In speaking of a sermon in a worship service, Lucas writes “I feel a profound responsibility to explain and apply the text in such a way as to stir people’s affections and move them toward Christ. Whereas my major goal in lecturing is information, my major goal in preaching is transformation.”
Pastor Bryan Chapell, who taught preaching to seminary students at Covenant Theological Seminary, and wrote the influential book Christ Centered Preaching, concurs, stating “I am not simply preaching for information; I am preaching for a transformative purpose. I am preaching for transformation.”
Steven Lawson, himself an excellent and powerful preacher, writes in his article “Preach the Word” “Every season of reformation and every hour of spiritual awakening has been ushered in by a recovery of biblical preaching. This cause and effect is timeless and inseparable.” He goes on to write “A heaven-sent revival will only come when Scripture is enthroned once again in the pulpit. There must be the clarion declaration of the Bible, the kind of preaching that gives a clear explanation of a biblical text with compelling application, exhortation, and appeal.” So, no, we should not eliminate the sermon from our worship services.
The Bible speaks much about the importance of preaching, nowhere more clearly than in what is known as the “Great Commission”. Jesus said:
All authority in heaven and on earth has been given to me. Go therefore and make disciples of all nations, baptizing them in] the name of the Father and of the Son and of the Holy Spirit, teaching them to observe all that I have commanded you.
Through the preaching of the Gospel, we are transformed and want to observe (obey, follow, etc.) all that we have heard.
Here are five more passages from the Bible affirming the value of preaching:
- How then will they call on him in whom they have not believed? And how are they to believe in him of whom they have never heard? And how are they to hear without someone preaching?And how are they to preach unless they are sent? As it is written, “How beautiful are the feet of those who preach the good news!” (Romans 10:14-15)

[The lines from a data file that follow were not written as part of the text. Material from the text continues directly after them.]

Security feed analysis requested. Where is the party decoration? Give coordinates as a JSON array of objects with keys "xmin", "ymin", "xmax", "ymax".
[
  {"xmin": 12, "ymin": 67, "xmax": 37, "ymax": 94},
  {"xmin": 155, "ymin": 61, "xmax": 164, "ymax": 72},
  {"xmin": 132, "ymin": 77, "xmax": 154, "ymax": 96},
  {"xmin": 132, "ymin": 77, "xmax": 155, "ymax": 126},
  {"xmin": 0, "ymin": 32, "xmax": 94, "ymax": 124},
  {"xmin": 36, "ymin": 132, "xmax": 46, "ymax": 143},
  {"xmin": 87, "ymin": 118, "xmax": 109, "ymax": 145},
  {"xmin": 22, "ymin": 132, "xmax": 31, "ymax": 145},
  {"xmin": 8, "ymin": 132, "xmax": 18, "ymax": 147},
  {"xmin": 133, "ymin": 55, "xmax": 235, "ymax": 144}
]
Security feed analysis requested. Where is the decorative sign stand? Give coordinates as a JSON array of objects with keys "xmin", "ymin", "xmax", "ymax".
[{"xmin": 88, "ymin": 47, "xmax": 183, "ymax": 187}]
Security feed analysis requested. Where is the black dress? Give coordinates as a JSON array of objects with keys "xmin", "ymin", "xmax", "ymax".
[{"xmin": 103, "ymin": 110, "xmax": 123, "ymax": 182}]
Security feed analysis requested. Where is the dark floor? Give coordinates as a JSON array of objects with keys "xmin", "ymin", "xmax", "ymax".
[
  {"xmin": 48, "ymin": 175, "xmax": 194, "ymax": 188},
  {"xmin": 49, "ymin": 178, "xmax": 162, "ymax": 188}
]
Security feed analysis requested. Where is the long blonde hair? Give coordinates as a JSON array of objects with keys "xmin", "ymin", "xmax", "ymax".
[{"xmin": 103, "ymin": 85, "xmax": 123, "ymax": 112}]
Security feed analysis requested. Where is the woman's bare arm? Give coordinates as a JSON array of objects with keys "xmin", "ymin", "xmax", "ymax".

- For Christ did not send me to baptize but to preach the gospel, and not with words of eloquent wisdom, lest the cross of Christ be emptied of its power. (1 Corinthians 1: 17-18)
- And he appointed twelve (whom he also named apostles) so that they might be with him and he might send them out to preach (Mark 3:14)
- But Paul and Barnabas remained in Antioch, teaching and preaching the word of the Lord, with many others also. (Acts 15:35)
- Of this gospel I was made a minister according to the gift of God’s grace, which was given me by the working of his power.To me, though I am the very least of all the saints, this grace was given, to preach to the Gentiles the unsearchable riches of Christ, and to bring to light for everyone what is the plan of the mystery hidden for ages in God, who created all things. (Ephesians 3:7-9)
The sermon is not a church “activity” that needs to go. Instead, we need more faithful men who will “Preach the word; be ready in season and out of season; reprove, rebuke, and exhort, with complete patience and teaching. For the time is coming when people will not endure sound teaching, but having itching ears they will accumulate for themselves teachers to suit their own passions, and will turn away from listening to the truth and wander off into myths. (2 Timothy 4:2-4)
What other verses of scripture can you think of that affirms the value of preaching the gospel?